On the occasion of the arrival of the new German ambassador to the Vatican, Benedict XVI warns: “A society is humane only if it defends the dignity of each person”
In a pluralistic society, the Catholic Church is convinced that it is duty bound “to intervene in favor of the values that are valid for man as such, independently of the various cultures” - values the Church knows “through its faith” but which at which all men can arrive through reason alone, regardless of faith.
Pope Benedict XVI touched upon themes he had addressed in his discourse to the Bundestag in Berlin, on the occasion of the arrival in the Vatican of the new German ambassador, Reinhard Schweppe. The traditional audience to consign the Letter of Credentials became an occasion, for the German pontiff, to relaunch an appeal in defense of man, because – he said - “only a society that respects and defends unconditionally the dignity of every person, from conception until natural death, can call itself a humane society”.
But the Pope's strongest words were reserved for the “sexual discrimination against women”, pornography and prostitution, likened to “crimes against humanity”. They are the consequence, says the Pope, of the “materialistic and hedonistic tendencies” that are spreading above all in the “so-called Western world”, that is, the sexual discrimination against women.

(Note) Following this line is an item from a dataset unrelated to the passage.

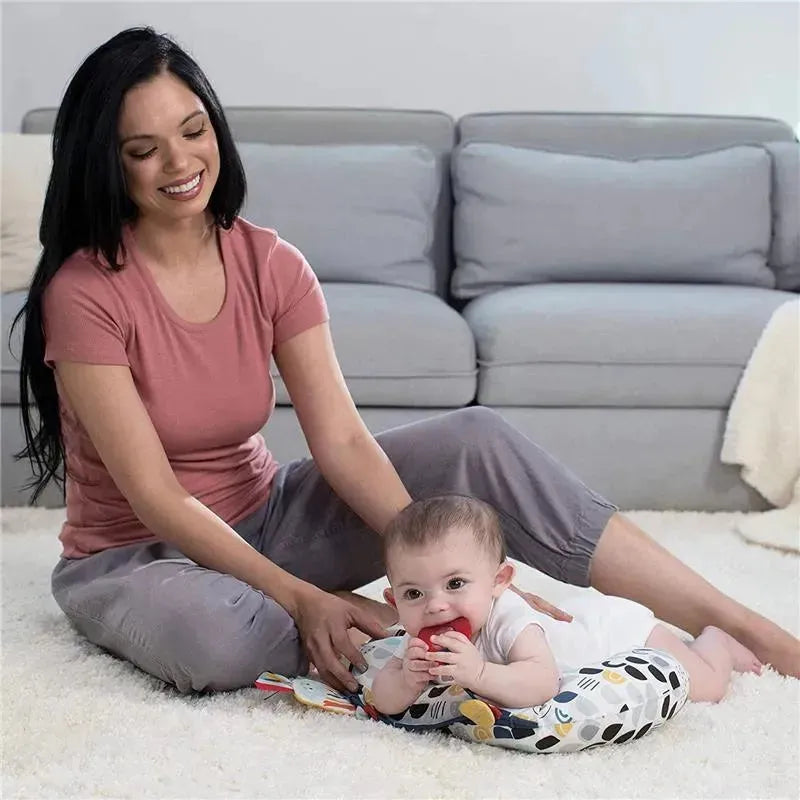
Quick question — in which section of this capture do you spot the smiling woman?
[7,28,800,691]
[119,81,219,214]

“Every person”, admonished Benedict XVI, “whether man or woman, is destined to exist for the others. A relationship that does not respect men and women's equal dignity, constitutes a grave crime against humanity. It is time to make a vigorous effort to stem prostitution, as well as the widespread diffusion of material with erotic or pornographic content, also on the Internet”.
Regarding this point, he assured, “the Holy See will see to it that the commitment of the Catholic Church in Germany against these evils is brought forward in a clear and decisive manner”.
The Pope's reference to the issues are anything but coincidental: last week, the weekly “Die Welt” accused the German Church of making money through the sale of pornographic books, through the publishing house Welbild, one of the largest in Germany, and which belongs to several German dioceses. The publisher's catalogue includes some 2,500 erotic titles, with covers that are anything but modest. The scandal had already been pointed out in 2008 by a document prepared by numerous faithful, but without effect.
But in his speech, as he had done in his trip to his homeland last September, Pope Ratzinger also reasons about the contribution - which for him is fundamental – of faith to common life. And as he did before the German parliament, he recalled the dark period of Nazi dictatorship, to warn Germans of the risks of separating power from values.
And yet, he warned, “today, once more, there is discussion about the fundamental values of the human being, involving the dignity of man as such. Here the Church, beyond the realm of her faith, considers it her duty to defend, throughout all of our society, the truth and values, in which the dignity of man as such is at stake”.
The reference is to the bioethical questions at the center of a heated debate in Germany in the past few months. In particular, the German Catholic Church has committed herself fully – though unsuccessfully – against the legalization of a limited form of 'pre-implantation diagnosis' of the illnesses that an embryo might bear.
For the Pope, a society that “wishes to decide to select its members who are most in need of care, wanting to exclude persons from becoming a person, would be acting in a profoundly inhumane and non-credible manner before the equality of the dignity of all people at every stage of life, evident to any person of goodwill”.
If the Church intervenes in the legislative process on these themes, it is because “fundamental questions that regard the dignity of man” are at stake, and not to “indirectly impose its faith on others”.